Given GWAS-based observations of associated SNPs in genes previously implicated in ASD and genes involved in NM/AG, along with investigations of DNM in previous candidate gene and postmortem studies, we wished to leverage this information to improve power to identify significant variants. Most existing GWAS samples are modest in size, with the exception of [47, 48], and relatively few findings reach statistical significance at the genome-wide level. To leverage power within available samples, we used Hypothesis-Driven (HD)–GWAS, which up-weights or prioritizes variants based on previously established genetic or biological hypotheses [65]. Statistical corrections are performed independently on the up-weighted and nonup-weighted groups, reducing the threshold for significance and increasing power. The HD-GWAS was primarily conducted on the Toronto sample [53]. We also wanted to examine the issues in the context of a larger dataset, so secondarily we used the meta-analysis of the GenLang Consortium [47]. A tertiary analysis was conducted using only those GenLang samples that were selected based on reading and/or language difficulties, to make it more comparable to the Toronto samples.

For our HD-GWAS of word reading, we formulated two separate hypotheses based on the results from previous GWAS (“conventional”, hypothesis-free GWAS) [53] and the literature. Specifically, we hypothesized that variants in (1) genes implicated in NM/AG and (2) genes implicated in ASD, would contribute to word reading.

Methods

Study populations and measures

To complete the HD-GWAS analyses, summary statistics from the Toronto conventional GWAS [53] and the meta-analysis of the GenLang Consortium were used [47]. The gene-set analyses made use of the raw genotypes of the Toronto sample and the summary statistics of GenLang. For both samples, quantitative measures of word reading were used as the phenotype.

Toronto sample

The Toronto sample has previously been described and is part of an ongoing genetic study of RD-selected families recruited at the Hospital for Sick Children [53, 56, 66]. At the time of analysis, the sample consisted of children identified with reading difficulties (n = 453) and both their unaffected and affected siblings (n = 171). Children were of European ancestry, as determined by PCA analysis. This choice aimed to reduce variation and create a more homogeneous population; however, it does not fully encompass the complex nature of allelic structure [67]. Children were excluded if there was evidence of other neurodevelopmental disorders, including ASD, apraxia, dyspraxia, central auditory processing disorder, stuttering, and psychiatric disorders, as well as medical conditions that would interfere with reading.
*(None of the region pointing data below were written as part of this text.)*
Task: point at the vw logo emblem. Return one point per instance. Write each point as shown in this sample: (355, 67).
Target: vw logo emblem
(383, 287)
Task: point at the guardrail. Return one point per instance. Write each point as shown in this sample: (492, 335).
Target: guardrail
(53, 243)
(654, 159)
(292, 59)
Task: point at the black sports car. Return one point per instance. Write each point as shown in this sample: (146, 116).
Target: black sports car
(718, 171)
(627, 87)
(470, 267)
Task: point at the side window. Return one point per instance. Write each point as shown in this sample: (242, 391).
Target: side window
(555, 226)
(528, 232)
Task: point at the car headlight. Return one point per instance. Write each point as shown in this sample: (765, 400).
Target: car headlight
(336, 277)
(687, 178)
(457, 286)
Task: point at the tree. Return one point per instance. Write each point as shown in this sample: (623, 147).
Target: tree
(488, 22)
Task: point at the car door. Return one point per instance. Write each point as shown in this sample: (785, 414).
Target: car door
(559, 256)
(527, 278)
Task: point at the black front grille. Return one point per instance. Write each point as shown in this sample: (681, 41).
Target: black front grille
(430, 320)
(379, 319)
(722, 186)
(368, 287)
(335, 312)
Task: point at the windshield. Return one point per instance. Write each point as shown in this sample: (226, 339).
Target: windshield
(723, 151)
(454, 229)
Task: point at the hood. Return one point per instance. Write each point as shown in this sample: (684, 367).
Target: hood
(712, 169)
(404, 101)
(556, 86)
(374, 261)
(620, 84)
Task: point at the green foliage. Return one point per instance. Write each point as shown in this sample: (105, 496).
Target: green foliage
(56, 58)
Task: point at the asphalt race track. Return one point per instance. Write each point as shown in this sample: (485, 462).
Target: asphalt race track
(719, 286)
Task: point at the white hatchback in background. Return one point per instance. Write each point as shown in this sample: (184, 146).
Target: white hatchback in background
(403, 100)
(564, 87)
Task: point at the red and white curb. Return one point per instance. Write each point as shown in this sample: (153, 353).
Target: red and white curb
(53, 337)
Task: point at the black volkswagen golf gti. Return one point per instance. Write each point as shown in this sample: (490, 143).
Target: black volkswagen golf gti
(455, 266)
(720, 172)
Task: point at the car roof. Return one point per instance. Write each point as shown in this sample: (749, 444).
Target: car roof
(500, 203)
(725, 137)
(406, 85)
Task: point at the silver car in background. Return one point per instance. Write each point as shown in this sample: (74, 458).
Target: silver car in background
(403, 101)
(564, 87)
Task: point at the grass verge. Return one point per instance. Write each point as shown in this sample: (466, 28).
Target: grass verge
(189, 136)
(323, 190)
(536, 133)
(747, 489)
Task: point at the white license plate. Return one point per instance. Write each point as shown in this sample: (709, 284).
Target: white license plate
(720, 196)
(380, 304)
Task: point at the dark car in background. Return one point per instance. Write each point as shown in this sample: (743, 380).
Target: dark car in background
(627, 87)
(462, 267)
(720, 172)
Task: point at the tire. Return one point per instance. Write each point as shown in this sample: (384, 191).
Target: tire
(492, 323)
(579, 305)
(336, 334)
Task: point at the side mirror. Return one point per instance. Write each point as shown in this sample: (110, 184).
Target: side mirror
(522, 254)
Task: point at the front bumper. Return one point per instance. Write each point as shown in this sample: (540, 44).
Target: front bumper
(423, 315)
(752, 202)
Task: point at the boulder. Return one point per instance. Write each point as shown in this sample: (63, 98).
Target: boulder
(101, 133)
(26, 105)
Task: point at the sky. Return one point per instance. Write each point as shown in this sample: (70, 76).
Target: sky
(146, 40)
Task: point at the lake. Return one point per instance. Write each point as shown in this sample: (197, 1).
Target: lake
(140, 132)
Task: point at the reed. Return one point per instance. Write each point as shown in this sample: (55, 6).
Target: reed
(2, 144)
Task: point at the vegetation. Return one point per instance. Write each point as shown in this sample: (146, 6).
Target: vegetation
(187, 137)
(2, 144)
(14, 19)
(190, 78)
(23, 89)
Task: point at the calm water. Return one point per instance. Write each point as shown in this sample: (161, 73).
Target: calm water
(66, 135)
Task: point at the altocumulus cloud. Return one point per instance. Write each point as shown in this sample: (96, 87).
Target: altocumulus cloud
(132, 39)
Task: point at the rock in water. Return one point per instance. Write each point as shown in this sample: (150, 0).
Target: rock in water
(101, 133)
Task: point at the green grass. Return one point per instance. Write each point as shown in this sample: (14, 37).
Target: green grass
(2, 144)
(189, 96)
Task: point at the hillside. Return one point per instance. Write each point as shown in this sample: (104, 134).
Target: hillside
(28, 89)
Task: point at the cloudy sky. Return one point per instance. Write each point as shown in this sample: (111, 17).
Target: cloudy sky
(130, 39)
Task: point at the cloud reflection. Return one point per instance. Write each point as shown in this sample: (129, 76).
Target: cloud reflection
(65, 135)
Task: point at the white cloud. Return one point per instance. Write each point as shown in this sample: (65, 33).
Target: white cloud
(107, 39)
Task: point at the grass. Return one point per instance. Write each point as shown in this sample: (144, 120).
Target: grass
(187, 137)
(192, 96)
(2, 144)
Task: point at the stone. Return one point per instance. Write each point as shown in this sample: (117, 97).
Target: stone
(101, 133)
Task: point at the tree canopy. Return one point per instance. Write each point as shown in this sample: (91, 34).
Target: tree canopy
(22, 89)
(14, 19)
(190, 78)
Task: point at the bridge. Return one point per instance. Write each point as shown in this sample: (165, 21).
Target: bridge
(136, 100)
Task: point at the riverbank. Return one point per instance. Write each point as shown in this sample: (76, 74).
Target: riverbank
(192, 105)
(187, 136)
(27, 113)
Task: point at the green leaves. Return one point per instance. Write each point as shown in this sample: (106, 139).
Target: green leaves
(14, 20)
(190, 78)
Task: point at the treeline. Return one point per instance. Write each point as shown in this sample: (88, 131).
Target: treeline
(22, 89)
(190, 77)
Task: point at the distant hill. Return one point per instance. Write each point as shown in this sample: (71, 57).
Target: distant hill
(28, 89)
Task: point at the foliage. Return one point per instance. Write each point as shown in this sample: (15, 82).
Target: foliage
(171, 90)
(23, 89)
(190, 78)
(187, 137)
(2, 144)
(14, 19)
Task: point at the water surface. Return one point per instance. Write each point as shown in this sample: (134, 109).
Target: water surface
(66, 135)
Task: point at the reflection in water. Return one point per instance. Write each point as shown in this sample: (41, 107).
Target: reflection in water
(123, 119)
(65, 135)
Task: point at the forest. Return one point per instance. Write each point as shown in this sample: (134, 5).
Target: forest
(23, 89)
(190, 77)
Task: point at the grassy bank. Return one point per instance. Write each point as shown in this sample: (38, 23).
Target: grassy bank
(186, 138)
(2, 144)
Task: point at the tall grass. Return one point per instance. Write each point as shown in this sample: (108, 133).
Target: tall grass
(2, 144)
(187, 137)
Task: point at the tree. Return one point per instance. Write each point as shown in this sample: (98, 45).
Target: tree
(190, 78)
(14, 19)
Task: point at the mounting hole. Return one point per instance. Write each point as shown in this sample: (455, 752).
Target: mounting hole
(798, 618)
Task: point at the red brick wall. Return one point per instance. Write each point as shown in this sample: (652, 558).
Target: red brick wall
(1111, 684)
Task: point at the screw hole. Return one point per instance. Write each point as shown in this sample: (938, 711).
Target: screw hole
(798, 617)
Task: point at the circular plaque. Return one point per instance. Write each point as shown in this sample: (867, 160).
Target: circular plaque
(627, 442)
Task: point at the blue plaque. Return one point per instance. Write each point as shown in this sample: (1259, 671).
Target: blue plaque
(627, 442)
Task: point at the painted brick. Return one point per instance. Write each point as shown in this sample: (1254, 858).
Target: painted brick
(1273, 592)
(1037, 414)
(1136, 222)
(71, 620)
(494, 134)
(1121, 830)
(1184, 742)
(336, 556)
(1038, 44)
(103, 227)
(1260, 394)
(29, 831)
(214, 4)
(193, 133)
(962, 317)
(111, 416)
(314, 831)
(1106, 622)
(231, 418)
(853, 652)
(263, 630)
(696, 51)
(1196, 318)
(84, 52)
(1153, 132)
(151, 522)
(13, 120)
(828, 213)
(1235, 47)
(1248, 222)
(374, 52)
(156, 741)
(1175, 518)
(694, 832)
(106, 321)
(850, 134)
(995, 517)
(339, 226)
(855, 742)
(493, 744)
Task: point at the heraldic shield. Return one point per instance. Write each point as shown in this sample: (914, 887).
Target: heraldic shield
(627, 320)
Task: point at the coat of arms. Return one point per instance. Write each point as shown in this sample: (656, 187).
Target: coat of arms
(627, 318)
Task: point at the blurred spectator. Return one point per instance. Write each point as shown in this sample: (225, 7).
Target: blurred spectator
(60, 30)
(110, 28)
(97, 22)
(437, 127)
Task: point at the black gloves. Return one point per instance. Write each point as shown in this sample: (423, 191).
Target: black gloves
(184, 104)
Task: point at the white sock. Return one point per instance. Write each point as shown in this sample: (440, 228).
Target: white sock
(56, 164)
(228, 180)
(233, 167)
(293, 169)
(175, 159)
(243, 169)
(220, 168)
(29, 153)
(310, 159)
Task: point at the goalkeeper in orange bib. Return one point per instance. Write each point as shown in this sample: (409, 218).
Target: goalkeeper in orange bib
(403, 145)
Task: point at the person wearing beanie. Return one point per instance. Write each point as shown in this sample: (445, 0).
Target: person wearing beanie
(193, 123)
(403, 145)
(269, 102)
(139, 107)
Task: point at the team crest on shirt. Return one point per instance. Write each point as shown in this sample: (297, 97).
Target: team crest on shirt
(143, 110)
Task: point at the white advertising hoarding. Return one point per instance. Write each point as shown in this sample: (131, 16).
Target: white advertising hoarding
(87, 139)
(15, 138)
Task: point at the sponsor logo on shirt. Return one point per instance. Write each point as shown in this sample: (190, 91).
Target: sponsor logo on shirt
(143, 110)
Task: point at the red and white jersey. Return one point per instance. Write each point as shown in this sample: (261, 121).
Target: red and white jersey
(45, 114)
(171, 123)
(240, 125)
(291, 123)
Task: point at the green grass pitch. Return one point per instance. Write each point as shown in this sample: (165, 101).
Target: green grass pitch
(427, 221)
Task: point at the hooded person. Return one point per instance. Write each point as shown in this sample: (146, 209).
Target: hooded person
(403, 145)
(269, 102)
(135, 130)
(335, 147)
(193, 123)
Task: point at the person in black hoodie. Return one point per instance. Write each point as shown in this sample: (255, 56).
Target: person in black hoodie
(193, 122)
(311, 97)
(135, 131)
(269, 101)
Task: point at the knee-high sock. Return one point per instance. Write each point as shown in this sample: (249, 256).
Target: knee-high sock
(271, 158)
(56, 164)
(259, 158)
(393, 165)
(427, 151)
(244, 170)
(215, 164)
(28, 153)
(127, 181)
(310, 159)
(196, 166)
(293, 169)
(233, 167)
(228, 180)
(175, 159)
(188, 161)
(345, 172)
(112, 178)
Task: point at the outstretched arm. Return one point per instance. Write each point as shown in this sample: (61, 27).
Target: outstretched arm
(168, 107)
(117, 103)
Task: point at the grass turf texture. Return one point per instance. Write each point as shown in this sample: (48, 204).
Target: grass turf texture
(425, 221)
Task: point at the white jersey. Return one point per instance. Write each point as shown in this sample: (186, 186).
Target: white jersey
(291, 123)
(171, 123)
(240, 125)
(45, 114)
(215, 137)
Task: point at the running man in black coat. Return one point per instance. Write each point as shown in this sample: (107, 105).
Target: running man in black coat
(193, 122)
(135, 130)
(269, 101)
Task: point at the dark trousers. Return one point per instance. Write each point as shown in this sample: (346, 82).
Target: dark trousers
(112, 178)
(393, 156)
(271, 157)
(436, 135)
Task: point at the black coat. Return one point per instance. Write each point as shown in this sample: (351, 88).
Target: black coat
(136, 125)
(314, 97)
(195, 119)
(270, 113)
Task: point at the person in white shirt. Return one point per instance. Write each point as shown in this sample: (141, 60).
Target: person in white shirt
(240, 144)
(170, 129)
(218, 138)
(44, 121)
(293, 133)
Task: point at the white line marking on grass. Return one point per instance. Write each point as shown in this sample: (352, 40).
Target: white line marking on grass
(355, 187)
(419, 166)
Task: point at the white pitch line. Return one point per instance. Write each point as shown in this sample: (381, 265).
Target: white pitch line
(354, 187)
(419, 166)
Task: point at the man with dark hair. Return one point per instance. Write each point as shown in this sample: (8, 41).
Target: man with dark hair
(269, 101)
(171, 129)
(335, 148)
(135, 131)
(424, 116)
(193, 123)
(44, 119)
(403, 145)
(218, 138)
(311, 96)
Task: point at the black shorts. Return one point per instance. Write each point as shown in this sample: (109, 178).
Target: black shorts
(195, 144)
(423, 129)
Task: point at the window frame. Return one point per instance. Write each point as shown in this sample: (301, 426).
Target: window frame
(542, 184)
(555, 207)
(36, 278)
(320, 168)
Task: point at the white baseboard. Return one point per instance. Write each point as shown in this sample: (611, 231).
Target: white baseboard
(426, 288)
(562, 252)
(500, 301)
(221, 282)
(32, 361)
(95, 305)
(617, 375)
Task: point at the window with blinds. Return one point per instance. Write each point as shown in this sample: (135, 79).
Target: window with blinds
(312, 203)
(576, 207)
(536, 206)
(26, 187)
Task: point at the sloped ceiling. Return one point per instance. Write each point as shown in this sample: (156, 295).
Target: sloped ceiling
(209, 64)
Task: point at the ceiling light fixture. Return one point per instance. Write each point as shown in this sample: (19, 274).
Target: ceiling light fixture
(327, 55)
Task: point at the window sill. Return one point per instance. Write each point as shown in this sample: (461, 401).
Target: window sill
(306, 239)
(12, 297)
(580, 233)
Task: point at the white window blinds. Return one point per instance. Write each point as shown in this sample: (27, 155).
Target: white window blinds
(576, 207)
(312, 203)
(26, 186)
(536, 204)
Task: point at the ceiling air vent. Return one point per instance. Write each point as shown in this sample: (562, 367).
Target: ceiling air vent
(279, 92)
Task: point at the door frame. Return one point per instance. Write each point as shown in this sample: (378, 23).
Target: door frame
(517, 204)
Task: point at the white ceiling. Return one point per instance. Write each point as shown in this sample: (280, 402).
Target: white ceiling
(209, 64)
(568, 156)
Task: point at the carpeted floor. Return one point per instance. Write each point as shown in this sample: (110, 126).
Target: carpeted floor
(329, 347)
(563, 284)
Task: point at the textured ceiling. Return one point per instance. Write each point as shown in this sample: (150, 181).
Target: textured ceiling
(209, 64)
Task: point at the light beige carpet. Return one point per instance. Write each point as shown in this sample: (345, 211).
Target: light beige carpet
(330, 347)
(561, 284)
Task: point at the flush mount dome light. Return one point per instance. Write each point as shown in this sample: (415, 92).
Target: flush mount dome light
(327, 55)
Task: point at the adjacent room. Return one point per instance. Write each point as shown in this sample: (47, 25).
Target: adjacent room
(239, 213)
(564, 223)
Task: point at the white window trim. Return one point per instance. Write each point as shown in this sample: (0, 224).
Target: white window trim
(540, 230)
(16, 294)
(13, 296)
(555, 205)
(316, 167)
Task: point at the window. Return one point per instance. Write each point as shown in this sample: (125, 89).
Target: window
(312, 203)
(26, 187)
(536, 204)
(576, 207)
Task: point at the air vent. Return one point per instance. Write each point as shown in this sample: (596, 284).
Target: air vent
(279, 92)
Information on psychiatric and neurodevelopmental disorders was obtained using a structured parent interview [68] and a semi-structured teacher interview [69]. Children with ADHD, mild anxiety disorders, and speech/language difficulties were included.

The Toronto sample was measured for word reading using the Wide Range Achievement Test (WRAT) 3 [70]. The mean reading score was 88.4 [53]. Verbal assent and/or written consent was obtained from all children and parents. Procedural approval was given by the Hospital for Sick Children and University Health Network Research Ethics Boards.

The GenLang Consortium

The GenLang Consortium is a large international effort to study genetic contributions to traits related to speech, language, and reading (https://www.genlang.org). It does so through meta-analyses of these traits in population-based samples, as well as family-based and case-control cohorts [47]. For the purposes of the current study, the Toronto sample was analyzed separately, because the overlap between RD and neuronal migration/ASD was originally observed in this sample and formed the basis of the hypotheses being tested in this work.

The GenLang meta-analysis dataset used in this study consisted of 17 samples (n = 26,588) with individuals of European ancestry, as determined by PCA analysis (Table S1) [47]. Data quality control and filtering were performed by each individual sample before the meta-analysis [47]. We refer to this sample collectively as “The GenLang Cohort”.

In the GenLang Cohort, word reading was measured using a variety of standardized tests (depending on the individual sample) [47]. These phenotypic data were aligned across samples prior to the meta-analysis, as described in [47]. Consent was obtained from all participants in the GenLang Consortium and each individual sample’s institution-approved data use.

The GenLang selected subset

Five samples of the GenLang Cohort, selected for reading or language difficulties, were also examined (n = 4152, Table S1) as a subset. With exception of the SLIC cohort, all samples were selected for reading difficulties and participants were between the ages of 7 to 18. We refer to this collectively as the “GenLang selected subset”. In the family-based samples, phenotypic data was available both from probands and their siblings, regardless of affection status; therefore, these samples included a range of quantitative variation.

Data processing and GWAS of Toronto

Genotyping and quality control of the Toronto sample were previously described [53]. Briefly, DNA from each participant was genotyped on the OmniExpress platform and unobserved variants were imputed using the Michigan imputation server [71]. Quality control was conducted over numerous steps. Sex was checked using the heterozygosity of markers on the X chromosome. Sibling relationships were confirmed genetically and individuals with cryptic relationship were removed. In addition, variants with low imputation quality (R2 < 0.3), variants out of Hardy-Weinberg equilibrium (p < 0.0001), and variants with minor allele frequencies less than 5% were removed as well as samples with >2% missing genotypes and call rates <98%. After this filtering, 5.3 million SNPs were included in the analysis.

Because the Toronto sample included sibling pairs, the GWAS analysis was conducted using a linear mixed model in the R package ‘nlme’ to include a random effects term for family relationship [53]. Covariates for population structure (principal components) were also included as fixed effects. Only self-reported European Caucasian individuals were included in the analysis; verified by genotype. Principal components were generated in the program KING [72] and a Tracy-Widom statistic (EIGENSOFT Program) was used to determine significance [53].

Meta-analysis of the GenLang Cohort

Genotyping and quality control of the GenLang Cohort samples were previously described [47]. Individual cohort association analyses were performed with different tools, including SNPTEST [73], GEMMA [74], and PLINK [75] and included covariates for population structure (principal components) and family relationship.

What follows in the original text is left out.